Hi I deleted your other ad as you are only permitted to post it once. There are a few useful tips on this thread that may be useful for your future classified ads: http://www.bcaquaria.com/forum/fres...properly-post-care-free-ad-classifieds-23775/
Good luck with the sale. 
Regards John


----------



## Mo Amirian (Feb 14, 2012)

How much for it?
EDIT: nvm it's in the title.


----------



## jayc (May 23, 2010)

Interested. Open to offers.


----------



## jayc (May 23, 2010)

bump...filter sold. tank and stand $80.00 obo


----------



## jayc (May 23, 2010)

Bump...price drop!!!


----------



## mustang5.0 (Apr 24, 2010)

Ill give you 50 bucks and pick it up tonight


----------



## jayc (May 23, 2010)

I will pm you my number and address.


----------



## jayc (May 23, 2010)

Bump...price drop


----------



## jayc (May 23, 2010)

Bump...any offers guys?


----------



## Buffer (Apr 29, 2010)

Hi, I can pay the full asking price of $60 if you can deliver. Not that I am lazy...it's just that mobility is an issue for me with a broken foot. Lol

I am in Mary Hill, Port Coquitlam area. 5 mins off Hwy.1, Exit 44.

Give me a call if you can swing by. Also can you confirm there's no leakage, scratches, and so on? Thanks. 

If you think it's far, I can understand as well. 

Buff...


----------



## fishdragon (Nov 8, 2010)

$60 is a good deal as for its full equipt.

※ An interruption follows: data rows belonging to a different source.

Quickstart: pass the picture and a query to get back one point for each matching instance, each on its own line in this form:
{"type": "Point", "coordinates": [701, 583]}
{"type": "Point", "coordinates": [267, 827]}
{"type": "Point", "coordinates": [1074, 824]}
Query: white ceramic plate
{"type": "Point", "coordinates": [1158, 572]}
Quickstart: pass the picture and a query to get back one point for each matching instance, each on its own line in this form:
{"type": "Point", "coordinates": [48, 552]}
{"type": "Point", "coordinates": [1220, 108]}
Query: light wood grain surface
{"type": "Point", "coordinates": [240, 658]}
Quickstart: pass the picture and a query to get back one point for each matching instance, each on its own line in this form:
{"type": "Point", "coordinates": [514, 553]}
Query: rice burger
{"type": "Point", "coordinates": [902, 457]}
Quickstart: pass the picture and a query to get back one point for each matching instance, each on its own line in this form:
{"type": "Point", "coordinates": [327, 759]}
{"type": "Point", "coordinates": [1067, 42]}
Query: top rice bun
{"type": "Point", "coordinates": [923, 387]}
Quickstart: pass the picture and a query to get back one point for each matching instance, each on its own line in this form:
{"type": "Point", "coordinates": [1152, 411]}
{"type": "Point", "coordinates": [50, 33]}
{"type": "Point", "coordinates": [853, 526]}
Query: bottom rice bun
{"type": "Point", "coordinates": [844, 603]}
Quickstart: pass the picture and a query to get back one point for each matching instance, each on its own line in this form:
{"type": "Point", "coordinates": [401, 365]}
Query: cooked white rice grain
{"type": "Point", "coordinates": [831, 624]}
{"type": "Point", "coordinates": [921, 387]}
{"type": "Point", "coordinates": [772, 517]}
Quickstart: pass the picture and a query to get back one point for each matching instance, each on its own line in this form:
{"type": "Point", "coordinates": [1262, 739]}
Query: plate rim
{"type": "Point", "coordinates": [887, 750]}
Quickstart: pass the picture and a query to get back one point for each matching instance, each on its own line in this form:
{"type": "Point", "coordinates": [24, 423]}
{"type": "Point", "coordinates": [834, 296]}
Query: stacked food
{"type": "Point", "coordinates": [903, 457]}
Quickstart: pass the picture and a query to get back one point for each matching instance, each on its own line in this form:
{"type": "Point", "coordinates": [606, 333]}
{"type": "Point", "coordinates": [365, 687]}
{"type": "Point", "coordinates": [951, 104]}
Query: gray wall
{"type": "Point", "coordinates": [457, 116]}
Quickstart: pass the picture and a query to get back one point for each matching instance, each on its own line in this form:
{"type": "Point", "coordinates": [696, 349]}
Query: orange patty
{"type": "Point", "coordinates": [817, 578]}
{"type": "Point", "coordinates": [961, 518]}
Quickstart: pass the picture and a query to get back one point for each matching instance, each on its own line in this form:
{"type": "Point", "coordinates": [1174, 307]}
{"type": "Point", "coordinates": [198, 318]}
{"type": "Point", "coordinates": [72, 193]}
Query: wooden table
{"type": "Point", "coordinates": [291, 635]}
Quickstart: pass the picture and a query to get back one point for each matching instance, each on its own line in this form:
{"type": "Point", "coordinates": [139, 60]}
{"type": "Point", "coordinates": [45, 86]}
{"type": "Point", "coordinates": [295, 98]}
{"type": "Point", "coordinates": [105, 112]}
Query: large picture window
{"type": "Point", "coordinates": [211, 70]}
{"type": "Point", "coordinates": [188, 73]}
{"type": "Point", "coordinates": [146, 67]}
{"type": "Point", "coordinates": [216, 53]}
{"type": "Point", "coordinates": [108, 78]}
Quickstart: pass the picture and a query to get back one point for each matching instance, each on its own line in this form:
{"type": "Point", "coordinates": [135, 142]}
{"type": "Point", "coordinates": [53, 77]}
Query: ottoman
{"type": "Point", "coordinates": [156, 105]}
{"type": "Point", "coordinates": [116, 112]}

Sent from my LT15a using Tapatalk 2


----------



## gklaw (May 31, 2010)

Buffer said:


> Hi, I can pay the full asking price of $60 if you can deliver. Not that I am lazy...it's just that mobility is an issue for me with a broken foot. Lol
> 
> I am in Mary Hill, Port Coquitlam area. 5 mins off Hwy.1, Exit 44.
> 
> ...


If it is not too far out of my way. I can pick that up for my friend


----------



## Buffer (Apr 29, 2010)

gklaw said:


> If it is not too far out of my way. I can pick that up for my friend


Lol. You're the best Gord! He havent call me back yet so I'll see. I pm'd my number to him already.
Hopefully he'll be able to swing by. We have great fresh air in Coquitlam. =D


----------



## jayc (May 23, 2010)

Pm sent to u.


----------



## jayc (May 23, 2010)

Bump...anyone interested? Open to offers!


----------



## jayc (May 23, 2010)

Bump...Any offers out there?


----------



## jayc (May 23, 2010)

threw in a 200W heater!


----------



## jayc (May 23, 2010)

last price drop $40!!


----------



## lar (Apr 21, 2010)

Somebody please take this!! or I will take it and my mom will give me crap for too many tanksssss


----------



## spit.fire (Jan 3, 2011)

Bump for wicked deal, that stand alone is worth a lot more than his asking price


----------



## fishdragon (Nov 8, 2010)

I already sent pm, no reply yet.


----------



## Buffer (Apr 29, 2010)

I found a buddy live by your place. Hopefully he can pick up for me today....if it's still available.


----------